The wider applicability is that, leaving SF aside, the greatest impact our outfits have is a holistic one. The average stranger you meet will process an outfit instantly and stereotype it into various pigeon-holes. Acquaintances will do the same, but modify those stereotypes slightly by in light of their existing impression of you. All this will happen instantly, and unconsciously. Point being, as long as you get the broad brushstrokes of an outfit right (by "right", I mean "in sync with whatever specific image you want to project to others"), the details really don't matter.
I appreciate that this runs contrary to how SF likes to view clothes, but that's because SF scrutinises clothes. Most people you meet will just mentally snapshot & pigeon-hole them. Now, if the details conflict wildly, the gestalt is equally confused. But as long as they're vaguely in sync with each other, the exact details really don't matter. People will see "slim suit", or "70s suit", or "cool kid", or "typical professional", etc, etc.
I think this is important, and very well said. In the context of this thread and its history, sometimes one concentrates on the parts, sometimes on the ensemble. Room for both, I think.
In real life, sometimes one just dresses. And sometimes one dresses *for* something: a profession, an occasion, or whatever.
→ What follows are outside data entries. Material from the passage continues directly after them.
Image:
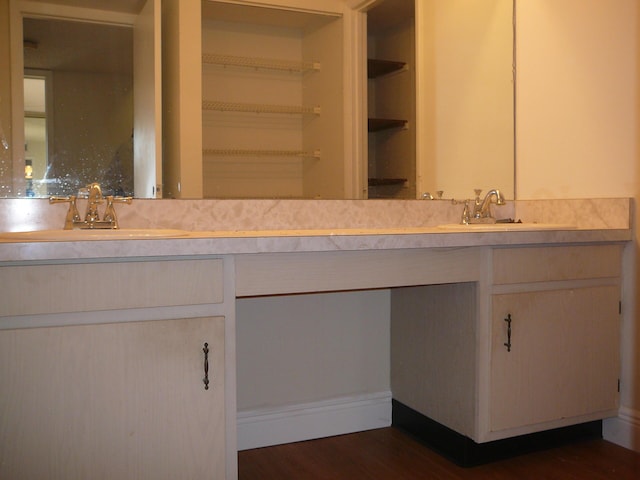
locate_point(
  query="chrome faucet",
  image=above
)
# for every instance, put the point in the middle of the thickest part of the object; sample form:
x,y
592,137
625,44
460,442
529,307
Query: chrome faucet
x,y
93,193
482,208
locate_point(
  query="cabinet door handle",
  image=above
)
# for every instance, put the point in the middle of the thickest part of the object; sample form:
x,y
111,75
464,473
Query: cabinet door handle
x,y
508,343
206,366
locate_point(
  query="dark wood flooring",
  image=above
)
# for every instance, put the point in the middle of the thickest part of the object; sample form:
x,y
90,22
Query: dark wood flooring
x,y
387,453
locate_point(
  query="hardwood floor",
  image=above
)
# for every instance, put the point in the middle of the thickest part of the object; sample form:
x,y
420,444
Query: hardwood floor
x,y
388,453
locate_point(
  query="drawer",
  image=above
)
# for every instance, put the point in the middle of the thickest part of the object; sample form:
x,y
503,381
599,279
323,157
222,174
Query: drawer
x,y
38,289
542,264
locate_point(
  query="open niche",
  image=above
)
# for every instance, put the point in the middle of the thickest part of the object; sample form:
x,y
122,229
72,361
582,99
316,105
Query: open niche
x,y
272,96
391,100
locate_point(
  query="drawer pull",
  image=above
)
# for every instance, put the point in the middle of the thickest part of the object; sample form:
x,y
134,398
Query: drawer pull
x,y
206,366
508,343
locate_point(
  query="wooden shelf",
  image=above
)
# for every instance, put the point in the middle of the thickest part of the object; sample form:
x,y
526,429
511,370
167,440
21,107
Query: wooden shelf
x,y
379,182
377,68
258,108
260,63
377,124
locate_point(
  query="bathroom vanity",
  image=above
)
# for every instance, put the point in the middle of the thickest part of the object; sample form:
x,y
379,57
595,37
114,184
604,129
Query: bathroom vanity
x,y
118,357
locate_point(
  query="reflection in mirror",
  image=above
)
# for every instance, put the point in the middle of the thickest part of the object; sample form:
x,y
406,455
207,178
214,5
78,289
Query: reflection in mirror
x,y
89,135
447,156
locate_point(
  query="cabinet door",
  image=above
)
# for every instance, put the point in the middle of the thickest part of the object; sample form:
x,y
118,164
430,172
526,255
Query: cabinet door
x,y
563,360
123,400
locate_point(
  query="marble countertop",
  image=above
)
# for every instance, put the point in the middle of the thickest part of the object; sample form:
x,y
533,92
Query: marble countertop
x,y
227,227
312,240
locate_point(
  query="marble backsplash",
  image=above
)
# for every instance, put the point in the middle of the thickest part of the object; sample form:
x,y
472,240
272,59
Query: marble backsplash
x,y
37,214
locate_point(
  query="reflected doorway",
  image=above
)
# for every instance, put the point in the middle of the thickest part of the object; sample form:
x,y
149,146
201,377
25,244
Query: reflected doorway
x,y
36,133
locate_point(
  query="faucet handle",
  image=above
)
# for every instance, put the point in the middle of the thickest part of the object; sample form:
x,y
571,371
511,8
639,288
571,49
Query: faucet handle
x,y
110,211
73,215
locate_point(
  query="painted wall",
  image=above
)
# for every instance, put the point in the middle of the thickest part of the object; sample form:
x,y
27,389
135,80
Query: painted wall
x,y
577,133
I’m inclined, therefore, to think of the principles of classical styles as means, rather than ends—as tools to use to achieve a particular goal.
The particular fit in question was intended for a senior academic in a university environment. That’s an environment that’s conservative to a degree, but equally relevantly is an environment which is, in virtue of its mission, inherently multigenerational (ranging from 18-year-old freshmen through faculty in their 90s); it’s thus complexly hierarchical both by age and rank.
In such a context one dresses not just with the goal of looking like “X.” One also dresses in order to *avoid* looking like “Y.”
That’s just how I think of it. I’m not saying anyone else needs to think of it that way, and I’m certainly not saying that there might not be equally fruitful or even more fruitful ways of understanding things.